Members of the team will start by conducting about 30 interviews with community representatives--including police, a school principal, clergy, leaders of homeowner groups, aides to politicians and planning staff.

The public is invited to attend the sessions at the Honda Building, 14546 Hamlin St. The daylong meetings will begin at 8 a.m. on Saturday and continue through Oct. 25.

Advertisement

“People will be surprised with what comes out of these sessions,” said Charles Zucker, a senior director with the American Institute of Architects, the professional group that has run nearly 100 such workshops throughout the country.

“When you get a bunch of professionals in an objective, retreat-like situation like this, they say what needs to be said,” Zucker said. “Sometimes the community needs a fresh viewpoint to get their planning process started.”

The Van Nuys Boulevard business district, a commercial center in the San Fernando Valley through the late 1950s, fell victim to suburban malls that siphoned off business. By the late 1960s and early 1970s, the area had become a deteriorating strip of small businesses, vacant storefronts and a hodgepodge of bail-bond offices and pawn shops.

In 1978, a community-based, nonprofit development corporation called Vitalize Van Nuys began an improvement effort using government loans to finance efforts to attract new businesses and remodel old buildings. About $2 million has been spent on the remodeling of 50 buildings under the program, said Marcia Mednick, director of Vitalize Van Nuys. Another $20 million in private development has been attracted to the area, she said.

The 1984 opening of a state office building and last week’s dedication of a new county courthouse have spurred a small business community along the boulevard, but pockets of blight remain.

According to a Planning Department report: The area is “marred with aging, nondescript buildings” and unsightly signs and billboards.

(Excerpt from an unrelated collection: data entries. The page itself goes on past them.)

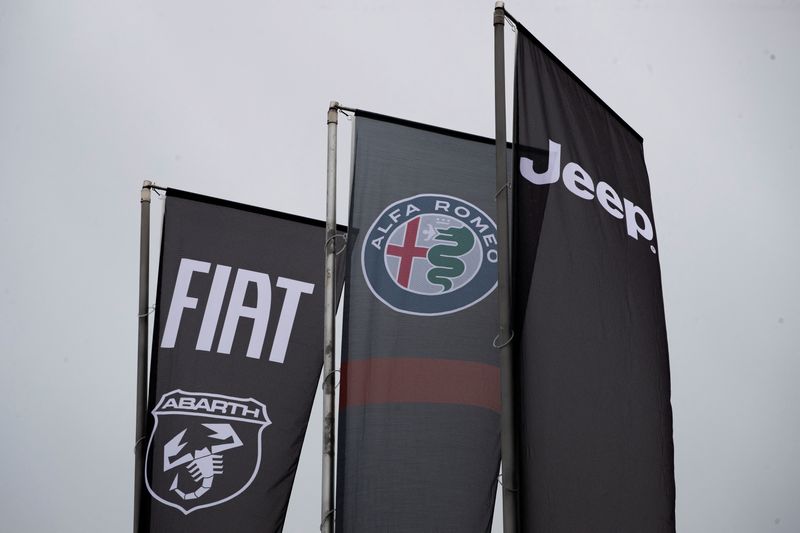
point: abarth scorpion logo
(431, 254)
(205, 449)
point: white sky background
(229, 99)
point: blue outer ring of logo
(387, 291)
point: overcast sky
(229, 99)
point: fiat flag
(596, 422)
(237, 353)
(419, 435)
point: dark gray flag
(596, 423)
(419, 439)
(237, 353)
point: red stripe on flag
(416, 380)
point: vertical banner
(596, 423)
(237, 353)
(419, 434)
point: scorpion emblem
(203, 464)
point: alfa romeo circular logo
(431, 254)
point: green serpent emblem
(444, 256)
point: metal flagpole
(508, 438)
(328, 380)
(141, 370)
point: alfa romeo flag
(419, 439)
(596, 422)
(237, 353)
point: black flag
(237, 353)
(596, 423)
(419, 445)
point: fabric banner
(596, 422)
(237, 354)
(419, 434)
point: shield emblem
(204, 450)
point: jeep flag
(596, 422)
(237, 353)
(419, 434)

It is plagued with small lots. Inadequate city streets and parking facilities coupled with faulty traffic patterns cause congestion. Zoning regulations allow conflicting uses of land. (For example, an auto-repair shop is next to homes).

Advertisement

In addition, the business district lacks quality restaurants, and merchants display products along sidewalks, the report says.

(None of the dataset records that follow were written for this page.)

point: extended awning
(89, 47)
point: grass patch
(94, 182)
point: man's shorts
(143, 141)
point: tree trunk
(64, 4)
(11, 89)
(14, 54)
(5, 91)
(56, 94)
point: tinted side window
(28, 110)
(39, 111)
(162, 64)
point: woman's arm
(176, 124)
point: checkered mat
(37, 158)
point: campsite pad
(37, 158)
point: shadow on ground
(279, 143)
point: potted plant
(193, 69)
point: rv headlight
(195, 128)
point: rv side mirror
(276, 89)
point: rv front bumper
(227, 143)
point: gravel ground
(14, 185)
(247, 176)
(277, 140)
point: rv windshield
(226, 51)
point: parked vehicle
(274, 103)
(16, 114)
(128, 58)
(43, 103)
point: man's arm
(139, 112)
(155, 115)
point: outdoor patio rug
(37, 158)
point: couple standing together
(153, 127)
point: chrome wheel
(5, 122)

“We will be looking at everything from buildings to traffic--not only from an architectural and aesthetic point of view but from a economic and development standpoint,” said Mark L. Smith, a team member and president of the Valley chapter of the American Institute of Architects.

Zucker cited an example of workshop results in Portland, Ore., where a plan was devised that led to renovation of an old warehouse district. Mednick, who will be interviewed by team members, said she and others in the community welcome the conference.

“It may be that we don’t like 100% of what the come up with, but it will be good to have a fresh perspective,” she said.